前回、広島県立美術館で開催中の「ゴッホ展」に行ってきた旨を書きましたが、常設展のほかに、もう一つ特別展が催されていました。
「アート・アーチ・ひろしま」ーピース・ミーツ・アート!ー
平和をテーマにした絵画展です。盛況の「ゴッホ展」とは対照的。人はまばら。
おかげで・・・
岡本太郎「明日への神話」、レオナール藤田「アッツ島玉砕」、平山郁夫「広島生変図」
写真の中でしか知らなかった、大家渾身の大作をじっくり鑑賞することができました。
その他、海老原喜之助・岸田劉生・イサムノグチなどの有名どころの作品も数多く、見応え十分。
「ゴッホ展」が一芸術家に焦点を絞ったものだったため、絵画・写真・彫刻・陶芸・模型・ファッションとバリエーションに富む「アート・アーチ・ひろしま」は、気分転換にもなり、最後まで興味は尽きません。
また、テーマが「平和」だけに、殆どの作品が戦争や災害、そして原爆・核兵器など、人類の重い課題を背負っており、それらが芸術家の極めて鋭敏な感性によって咀嚼され、作品に昇華されています。その表現の独創性と真摯さに、素直に感銘を受けずにはおれませんでした。
中でも、(不謹慎ながら)いちばん「おもしろいなあー」と思ったのは、入江早耶さんというアーティストの「カンノンダスト」という作品。「観音様の塵」という意味合いでしょうか。
大きなショーケースの壁には雲のような意匠があり、一幅のお軸が掛けられています。そこに観音様らしき方が描かれているのですが、大部分が剥落したようになっており、なんというか痛ましいお姿。
ところが、手前には高さ十五センチくらいでしょうか、小さいながらとても精緻な観音像が住立されています。
不思議な構成ですが、種を明かせばこうです。
【入江さんが消しゴムを買ってくる→掛け軸に描かれた観音像を消しゴムで消す→消しカスが生じる→それをこねて観音様を像で再生する】
驚きの発想です。
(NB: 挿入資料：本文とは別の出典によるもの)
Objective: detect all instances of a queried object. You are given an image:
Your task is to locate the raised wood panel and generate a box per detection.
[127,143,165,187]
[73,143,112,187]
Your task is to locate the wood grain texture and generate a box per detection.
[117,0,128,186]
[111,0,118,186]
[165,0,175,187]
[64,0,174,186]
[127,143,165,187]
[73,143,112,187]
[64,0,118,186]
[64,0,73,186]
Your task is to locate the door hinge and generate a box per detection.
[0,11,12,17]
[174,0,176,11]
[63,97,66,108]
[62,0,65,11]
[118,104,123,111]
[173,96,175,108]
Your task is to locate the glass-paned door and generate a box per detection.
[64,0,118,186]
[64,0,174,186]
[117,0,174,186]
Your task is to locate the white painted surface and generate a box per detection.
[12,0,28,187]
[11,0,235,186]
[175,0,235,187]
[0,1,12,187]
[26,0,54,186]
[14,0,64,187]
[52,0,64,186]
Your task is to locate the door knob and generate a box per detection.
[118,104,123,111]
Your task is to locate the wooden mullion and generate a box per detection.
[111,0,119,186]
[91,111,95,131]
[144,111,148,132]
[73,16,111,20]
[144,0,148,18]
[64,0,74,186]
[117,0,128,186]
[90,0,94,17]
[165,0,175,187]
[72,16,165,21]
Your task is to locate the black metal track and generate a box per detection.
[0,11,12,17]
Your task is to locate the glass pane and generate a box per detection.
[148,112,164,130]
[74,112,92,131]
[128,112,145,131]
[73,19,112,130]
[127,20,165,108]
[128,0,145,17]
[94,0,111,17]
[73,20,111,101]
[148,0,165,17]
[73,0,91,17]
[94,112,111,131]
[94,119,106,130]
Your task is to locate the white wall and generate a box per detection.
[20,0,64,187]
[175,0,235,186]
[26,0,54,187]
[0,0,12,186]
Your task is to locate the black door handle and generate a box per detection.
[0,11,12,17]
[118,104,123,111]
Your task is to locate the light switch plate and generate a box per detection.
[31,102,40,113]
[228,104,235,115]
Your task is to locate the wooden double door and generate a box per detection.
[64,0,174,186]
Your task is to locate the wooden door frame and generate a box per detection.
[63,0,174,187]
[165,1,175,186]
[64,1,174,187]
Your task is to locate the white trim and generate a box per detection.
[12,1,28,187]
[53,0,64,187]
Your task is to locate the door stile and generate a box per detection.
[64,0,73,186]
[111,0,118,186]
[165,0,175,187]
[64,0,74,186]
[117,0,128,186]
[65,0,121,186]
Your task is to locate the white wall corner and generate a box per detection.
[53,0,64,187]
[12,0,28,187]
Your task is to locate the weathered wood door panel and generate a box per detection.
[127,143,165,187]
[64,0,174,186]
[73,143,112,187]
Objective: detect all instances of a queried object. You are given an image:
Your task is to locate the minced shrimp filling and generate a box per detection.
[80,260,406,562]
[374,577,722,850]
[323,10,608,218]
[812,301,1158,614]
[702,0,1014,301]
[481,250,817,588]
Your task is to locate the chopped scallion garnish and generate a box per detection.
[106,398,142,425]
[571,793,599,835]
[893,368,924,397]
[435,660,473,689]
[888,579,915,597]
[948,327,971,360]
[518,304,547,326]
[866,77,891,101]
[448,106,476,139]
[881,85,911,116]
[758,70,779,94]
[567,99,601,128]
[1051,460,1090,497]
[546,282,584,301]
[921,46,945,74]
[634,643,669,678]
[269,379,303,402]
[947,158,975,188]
作者の意図はなんだろうか・・・観音様を消しゴムで消すなんて不敬だ!という意見もおありでしょう。
しかしながら、消しカスという普通はゴミとしか受け取れないものに対して、観音様の「宿り」を見出し、像として再生するという行為には、「かたち」という限定の枠を超えて救済活動を展開する観音様の慈悲心を、芸術家が表そうとしているようにも感じます。
とはいえ、言葉で表現し得ないものを「かたち」として表現するものが芸術作品なら、言葉で表現内容を決めつけるのは不粋というもの。
見る人によって、さまざまな感じ方や気付きがもたらされるであろう、素晴らしい作品でした。